Как то часто бывает, мне вдруг показалось, что все происходящее сейчас со мной уже однажды происходило во мне, что так же и о том же когда то уже зажигались огни, что так же и о том же когда то завывала собака...
И тут я вспомнил знаете что, Наталья Константиновна, — нашу поездку в Холмы.
Помните, как перед спуском к «Шане» все сошли с линейки и пошли пешком. Алексей с Полонскими шел впереди: его звонкий высокий голос, как всегда что-то страстно доказывавший, упорно оспаривал глухую тишину замкнувшегося за нами леса и минорное погромыхивание глухарей на пристяжных. Вы, такая в тот вечер невероятная, шли рядом со мной. Продолжая наш разговор о смысле жизни и любви, мы, думается мне, оба знали, что впервые говорим о Ваших отношениях к Алексею. Разговор этот представляется мне сейчас рубежом в наших отношениях. В его двойственном свете я впервые почувствовал глубокую грусть Вашей души. Перед тем как подойти к поджидавшей нас линейке, Вы на минуту остановились у березы, и, смотря на горевший внизу у парома костер, как то неожиданно сказали, что Вы не героиня, что любовь дар, любовь песнь не для Вас, что пути Вашей любви — пути труда и, если Бог поможет, добра. Я не узнал Вас в этих словах.
75
Правда в них прозвучала знакомая мне красота вашей своеобразной отрешенности, но сильнее её прозвучала в них какая-то не Ваша сознательность.
Вы, обаяние которой всегда заключалось в редчайшем даре никогда не говорить о волнующих Вас вопросах одно мысленными словами, но как то зацветать о них всем Вашим бытием, вдруг снизошли в этих словах о труде и добре до какой-то нравственной формулы предстоящего Вам жизненного пути.

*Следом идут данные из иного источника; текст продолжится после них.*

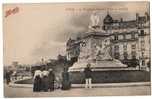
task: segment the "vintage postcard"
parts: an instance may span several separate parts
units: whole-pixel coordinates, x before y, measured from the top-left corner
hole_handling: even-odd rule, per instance
[[[150,2],[3,4],[4,97],[150,95]]]

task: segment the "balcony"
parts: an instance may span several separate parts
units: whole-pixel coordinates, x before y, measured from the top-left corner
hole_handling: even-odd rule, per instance
[[[119,43],[119,42],[133,42],[137,41],[138,38],[130,38],[130,39],[118,39],[118,40],[111,40],[112,43]]]

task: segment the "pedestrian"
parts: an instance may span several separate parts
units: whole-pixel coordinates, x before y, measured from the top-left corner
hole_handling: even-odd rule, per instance
[[[85,74],[85,88],[92,88],[92,71],[90,68],[91,64],[87,64],[87,67],[84,69]]]
[[[62,90],[68,90],[71,87],[71,83],[69,80],[69,73],[66,68],[64,68],[64,71],[62,72]]]
[[[42,90],[42,72],[36,70],[33,79],[33,92],[40,92]]]
[[[49,89],[48,74],[49,74],[49,72],[47,70],[43,70],[43,72],[42,72],[42,90],[44,92],[47,92]]]
[[[55,75],[54,75],[52,69],[49,69],[48,78],[49,78],[49,89],[50,89],[50,91],[54,91]]]
[[[11,82],[11,73],[9,71],[6,72],[6,84],[9,85]]]

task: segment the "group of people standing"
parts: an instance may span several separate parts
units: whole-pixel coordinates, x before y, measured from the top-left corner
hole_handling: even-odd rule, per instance
[[[40,92],[40,91],[54,91],[55,89],[55,74],[53,73],[52,69],[49,70],[36,70],[34,73],[34,83],[33,83],[33,91]],[[61,82],[61,89],[68,90],[70,89],[70,80],[69,80],[69,73],[66,69],[62,72],[62,82]]]
[[[54,90],[54,80],[55,75],[52,69],[47,70],[36,70],[34,74],[34,81],[33,81],[33,91],[40,92],[40,91],[53,91]]]
[[[84,75],[85,75],[85,88],[92,88],[92,70],[90,68],[90,64],[87,64],[86,68],[84,69]],[[40,92],[40,91],[53,91],[55,89],[55,74],[53,73],[52,69],[49,70],[36,70],[34,73],[34,86],[33,91],[34,92]],[[61,87],[62,90],[68,90],[71,88],[71,82],[69,78],[69,73],[67,72],[67,69],[64,68],[62,72],[62,81],[61,81]]]
[[[90,68],[90,64],[84,69],[85,75],[85,88],[92,88],[92,70]],[[11,73],[9,71],[6,72],[6,84],[9,84],[11,81]],[[35,70],[34,77],[33,77],[33,91],[40,92],[40,91],[53,91],[55,89],[55,74],[53,73],[52,69],[49,70]],[[61,87],[62,90],[68,90],[71,88],[71,82],[69,78],[69,73],[67,69],[64,68],[62,72],[62,81]]]

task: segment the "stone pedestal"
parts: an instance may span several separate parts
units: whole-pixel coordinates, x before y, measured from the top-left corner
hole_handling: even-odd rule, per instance
[[[119,69],[93,71],[92,83],[129,83],[150,81],[150,73],[147,71]],[[84,84],[84,73],[80,71],[70,72],[70,80],[72,84]]]
[[[102,32],[89,33],[81,39],[81,42],[83,42],[83,45],[81,46],[80,44],[78,61],[68,70],[72,79],[76,77],[83,78],[83,71],[87,64],[91,64],[91,69],[94,73],[109,70],[122,70],[122,68],[127,67],[119,60],[111,57],[110,47],[112,45],[108,34]],[[79,79],[81,82],[81,78]]]
[[[87,64],[91,64],[92,71],[103,71],[103,70],[115,70],[119,68],[126,68],[127,65],[122,64],[118,60],[103,60],[103,61],[96,61],[96,62],[76,62],[73,64],[72,67],[69,68],[69,72],[75,72],[75,71],[84,71],[84,68],[86,68]]]

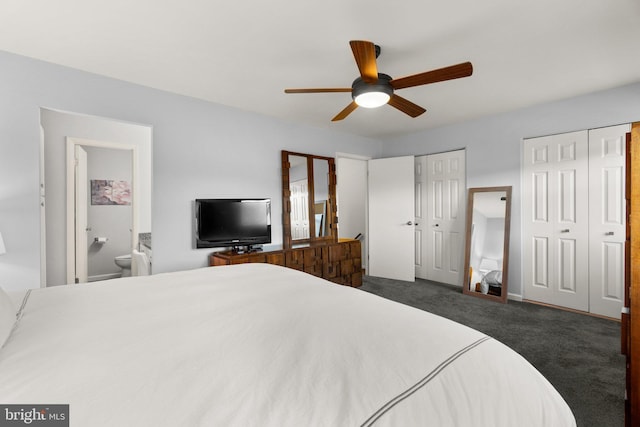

Нет, думал я, садясь в экипаж рядом с Вами, такие души как Наталья Константиновна не раскрывают своей правды и сущности в формулах, и если в них уже дело дошло до осознания своих жизненных путей, то это вернейший признак, что почва жизни под ними колеблется.
В тот вечер я впервые подумал, как бы Ваш брак с Алексеем не стал ущербом Вашего бытия. Я подумал это, но конечно не решился высказать моих мыслей вслух. Не признался я Вам в них и в своих последних письмах, хотя, быть может, самый факт написания их и равносилен такому признанию.